The multi-state plaintiffs alleged violations of various state consumer protection statutes, unjust enrichment and breaches of express and implied warranties and claimed they would never have purchased the cheese had they known of these additional ingredients. The defendants, including Kraft, Albertsons, Target, and Wal-Mart, claimed that the plaintiffs lacked standing to sue because they had not suffered an injury traceable to the defendant’s conduct.

The court noted that the plaintiffs alleged financial injury because they purchased a product they claim was worth less than what they paid because it contained non-cheese ingredients and they received something different (less valuable) than what they were promised because of the misleading labeling. Relying on a 2011 decision from the U.S. Court of Appeals for the Seventh Circuit (In re Aqua Dots Products Liability Litigation, 654 F.3d 748 (7th Cir. 2011), the court held that the plaintiffs had demonstrated standing to sue because of the financial loss alleged. Physical injury, the court noted, is not the only kind of loss that a plaintiff need suffer before they have standing to sue.

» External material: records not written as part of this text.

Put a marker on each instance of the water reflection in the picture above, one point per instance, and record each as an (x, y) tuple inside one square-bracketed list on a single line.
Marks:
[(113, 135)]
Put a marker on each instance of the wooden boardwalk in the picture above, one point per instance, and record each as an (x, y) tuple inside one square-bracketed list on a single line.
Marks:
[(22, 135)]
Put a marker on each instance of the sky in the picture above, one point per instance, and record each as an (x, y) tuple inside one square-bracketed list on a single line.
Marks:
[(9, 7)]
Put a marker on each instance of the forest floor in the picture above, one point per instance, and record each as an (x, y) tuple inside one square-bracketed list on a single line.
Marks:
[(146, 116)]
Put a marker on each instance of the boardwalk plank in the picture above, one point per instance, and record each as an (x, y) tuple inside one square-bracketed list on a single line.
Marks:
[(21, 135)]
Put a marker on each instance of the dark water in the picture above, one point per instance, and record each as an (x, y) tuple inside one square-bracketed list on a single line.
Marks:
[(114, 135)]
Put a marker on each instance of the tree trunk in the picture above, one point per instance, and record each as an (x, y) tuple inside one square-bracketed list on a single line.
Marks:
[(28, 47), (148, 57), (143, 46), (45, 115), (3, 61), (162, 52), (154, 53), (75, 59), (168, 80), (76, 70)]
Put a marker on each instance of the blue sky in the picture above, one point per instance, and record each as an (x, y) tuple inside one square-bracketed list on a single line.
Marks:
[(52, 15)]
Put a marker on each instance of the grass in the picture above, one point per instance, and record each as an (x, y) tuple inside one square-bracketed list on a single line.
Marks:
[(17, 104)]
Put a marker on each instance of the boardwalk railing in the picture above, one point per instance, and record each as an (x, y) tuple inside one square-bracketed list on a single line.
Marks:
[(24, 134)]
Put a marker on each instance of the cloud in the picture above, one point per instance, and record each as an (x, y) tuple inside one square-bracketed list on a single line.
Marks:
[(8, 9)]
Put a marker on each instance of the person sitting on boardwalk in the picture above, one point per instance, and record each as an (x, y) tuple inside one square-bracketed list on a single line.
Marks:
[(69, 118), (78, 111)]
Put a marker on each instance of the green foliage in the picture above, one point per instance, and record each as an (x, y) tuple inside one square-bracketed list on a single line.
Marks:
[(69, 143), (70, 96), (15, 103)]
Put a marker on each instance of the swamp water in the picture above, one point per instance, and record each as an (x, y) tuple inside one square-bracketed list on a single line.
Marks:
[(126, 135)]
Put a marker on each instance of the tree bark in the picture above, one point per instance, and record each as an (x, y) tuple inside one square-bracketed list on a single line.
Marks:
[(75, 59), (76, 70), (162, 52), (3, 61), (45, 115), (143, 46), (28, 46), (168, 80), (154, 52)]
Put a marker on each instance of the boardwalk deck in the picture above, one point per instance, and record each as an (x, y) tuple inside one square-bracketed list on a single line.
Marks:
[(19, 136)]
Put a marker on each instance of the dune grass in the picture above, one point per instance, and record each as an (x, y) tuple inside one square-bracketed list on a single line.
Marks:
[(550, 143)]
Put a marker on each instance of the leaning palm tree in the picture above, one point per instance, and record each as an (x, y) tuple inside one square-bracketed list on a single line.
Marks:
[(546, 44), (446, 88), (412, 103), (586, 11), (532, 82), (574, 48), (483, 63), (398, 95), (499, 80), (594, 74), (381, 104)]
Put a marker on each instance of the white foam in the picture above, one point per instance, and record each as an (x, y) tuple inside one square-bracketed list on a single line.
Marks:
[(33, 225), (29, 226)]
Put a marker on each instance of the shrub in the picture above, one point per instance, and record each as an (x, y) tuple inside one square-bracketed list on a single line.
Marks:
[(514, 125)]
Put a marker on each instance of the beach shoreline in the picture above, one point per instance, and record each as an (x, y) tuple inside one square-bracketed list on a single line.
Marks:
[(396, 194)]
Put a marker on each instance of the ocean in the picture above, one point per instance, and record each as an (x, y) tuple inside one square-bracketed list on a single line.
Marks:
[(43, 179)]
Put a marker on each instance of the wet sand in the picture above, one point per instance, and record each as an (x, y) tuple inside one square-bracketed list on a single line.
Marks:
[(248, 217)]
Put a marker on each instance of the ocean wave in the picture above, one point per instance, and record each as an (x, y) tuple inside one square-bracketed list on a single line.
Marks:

But the court did not allow the plaintiffs to go forward with their claims that the labeling violated various state consumer protection laws. All of those state consumer laws require plaintiffs to show conduct on the part of the defendant that plausibly could deceive a reasonable consumer. The court noted that the alleged deception must be looked upon in light of the totality of the information made available to the consumer. The court concluded:

“Where a plaintiff contends that certain aspects of a product’s packaging are misleading in isolation, but an ingredient label or other disclaimer would dispel any confusion, the crucial issue is whether the misleading content is ambiguous; if so, context can cure the ambiguity and defeat the claim, but if not, then context will not cure the deception and the claim may proceed.”

The court claimed it was a “common sense” matter that a container on a store shelf with an expiration date cannot contain “fresh” anything. Customers, the court believed, would suspect that something other than cheese might be in the container to keep it fresh so they would turn the product around and learn the truth from a “skim” of the ingredient label.

The one exception to this rule that the court pointed to required some type of deception on the label that the manufacturer tried to explain away on small print on the product label. The attempt to dispel the deception would be unavailing.